1.2. Op 24 augustus 1998 heeft het Ministerie van Landbouw, Veeteelt en Visserij (LVV), onder meer, het volgende aan Argema meegedeeld (productie 2 bij het inleidend verzoekschrift):
“In verband met Uw aktiviteiten voor het opzetten van slachthuisfaciliteiten kan ik U meedelen dat mede als voorwaarde voor het verkrijgen van de slachthuisvergunning, gesteld zal worden het beschikken over een adequate slachtafvalverwerking (Rendering plant) waarbij de milieu aspecten een belangrijk beoordelings facet zal zijn.”
1.3. Argema is begonnen met de bouw van de renderingplant. Tijdens de bouw is in Nederland de ziekte BSE uitgebroken onder runderen. In verband hiermee werd het gebruik van slachtafval in veevoer zowel in Nederland als in Suriname verboden. Hierdoor was het zinloos de renderingplant verder af te bouwen.
1.4. Het slachthuis van Argema is op 28 januari 2000 officieel geopend.
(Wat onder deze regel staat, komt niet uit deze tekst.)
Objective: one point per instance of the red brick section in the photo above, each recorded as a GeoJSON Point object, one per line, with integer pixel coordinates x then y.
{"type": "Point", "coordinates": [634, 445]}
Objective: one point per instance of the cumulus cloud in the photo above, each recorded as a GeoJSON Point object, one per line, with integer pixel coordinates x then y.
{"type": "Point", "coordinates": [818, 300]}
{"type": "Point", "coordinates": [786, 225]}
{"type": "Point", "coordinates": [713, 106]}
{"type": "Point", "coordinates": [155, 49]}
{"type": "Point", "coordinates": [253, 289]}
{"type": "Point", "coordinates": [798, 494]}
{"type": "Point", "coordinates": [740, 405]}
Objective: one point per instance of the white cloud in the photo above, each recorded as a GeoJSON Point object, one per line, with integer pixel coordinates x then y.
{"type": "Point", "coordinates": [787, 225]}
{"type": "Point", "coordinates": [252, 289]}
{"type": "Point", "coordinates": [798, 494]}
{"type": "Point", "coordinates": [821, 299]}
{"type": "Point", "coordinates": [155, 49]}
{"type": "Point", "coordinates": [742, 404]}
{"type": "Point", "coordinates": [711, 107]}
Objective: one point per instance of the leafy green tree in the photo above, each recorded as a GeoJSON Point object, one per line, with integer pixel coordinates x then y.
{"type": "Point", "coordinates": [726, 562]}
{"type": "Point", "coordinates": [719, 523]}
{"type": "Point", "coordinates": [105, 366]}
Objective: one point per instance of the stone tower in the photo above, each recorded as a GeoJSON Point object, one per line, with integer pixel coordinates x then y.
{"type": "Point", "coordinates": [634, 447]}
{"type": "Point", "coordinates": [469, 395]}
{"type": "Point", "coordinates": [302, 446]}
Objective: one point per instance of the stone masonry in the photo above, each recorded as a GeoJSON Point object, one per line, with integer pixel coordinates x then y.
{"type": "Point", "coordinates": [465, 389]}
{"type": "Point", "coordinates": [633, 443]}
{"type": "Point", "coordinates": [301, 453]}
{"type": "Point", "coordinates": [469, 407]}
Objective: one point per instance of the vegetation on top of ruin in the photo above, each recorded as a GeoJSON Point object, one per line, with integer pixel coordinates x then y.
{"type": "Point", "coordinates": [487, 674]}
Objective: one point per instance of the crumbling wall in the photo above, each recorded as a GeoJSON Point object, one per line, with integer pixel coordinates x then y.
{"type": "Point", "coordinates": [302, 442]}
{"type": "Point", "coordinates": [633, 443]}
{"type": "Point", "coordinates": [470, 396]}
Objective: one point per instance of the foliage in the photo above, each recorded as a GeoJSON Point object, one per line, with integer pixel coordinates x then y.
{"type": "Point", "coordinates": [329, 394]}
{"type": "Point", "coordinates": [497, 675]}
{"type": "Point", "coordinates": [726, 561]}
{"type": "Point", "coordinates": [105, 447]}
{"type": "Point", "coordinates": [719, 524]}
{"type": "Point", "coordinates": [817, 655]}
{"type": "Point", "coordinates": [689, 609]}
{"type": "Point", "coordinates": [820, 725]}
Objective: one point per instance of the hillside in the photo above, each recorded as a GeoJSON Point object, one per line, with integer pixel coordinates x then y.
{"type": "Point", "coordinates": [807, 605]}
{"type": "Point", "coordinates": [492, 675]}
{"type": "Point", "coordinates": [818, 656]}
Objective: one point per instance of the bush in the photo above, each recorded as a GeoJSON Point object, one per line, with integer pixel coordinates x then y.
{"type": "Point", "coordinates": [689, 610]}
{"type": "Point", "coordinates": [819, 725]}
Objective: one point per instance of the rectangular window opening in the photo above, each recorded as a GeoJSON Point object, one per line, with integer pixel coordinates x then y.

Op 25 mei 2000 heeft de minister van LVV, op dat moment demissionair, een overeenkomst gesloten met de Vereniging van Islamitische Slagers tot hergebruik van het oude, openbare slachthuis te [plaats 2] .
1.5. De toenmalig Minister van LVV heeft in een brief d.d. 21 november 2002, onder meer, het volgende aan de toenmalig Minister van Financiën meegedeeld (productie 3 bij het inleidend verzoekschrift):
“Eind oktober jl heb ik uw bijzondere aandacht gevraagd voor de op handen zijnde veiling van ARGEMA N.V. in opdracht van de NOB N.V. als beheerder van het IFONS en de NHAS-middelen. Het verkoop-object werd tijdens de veiling niet toegewezen, omdat de aangeboden prijs te laag was. Wij hebben begrepen dat er een nieuwe veilingsdatum is bepaald op 23 december 2002.
Wij zijn op de hoogte dat ARGEMA door overmachtsituatie niet in staat is geweest haar aflossingsverplichtingen na te komen. Het gaat onder andere om het feit dat op 5 augustus 2000 in strijd met de gemaakte afspraken aan de Vereniging van Islamitische Slagers toestemming is gegeven het oude abbatoir te renoveren en daarna in gebruik te nemen, waardoor er sprake is van oneerlijke concurrentie.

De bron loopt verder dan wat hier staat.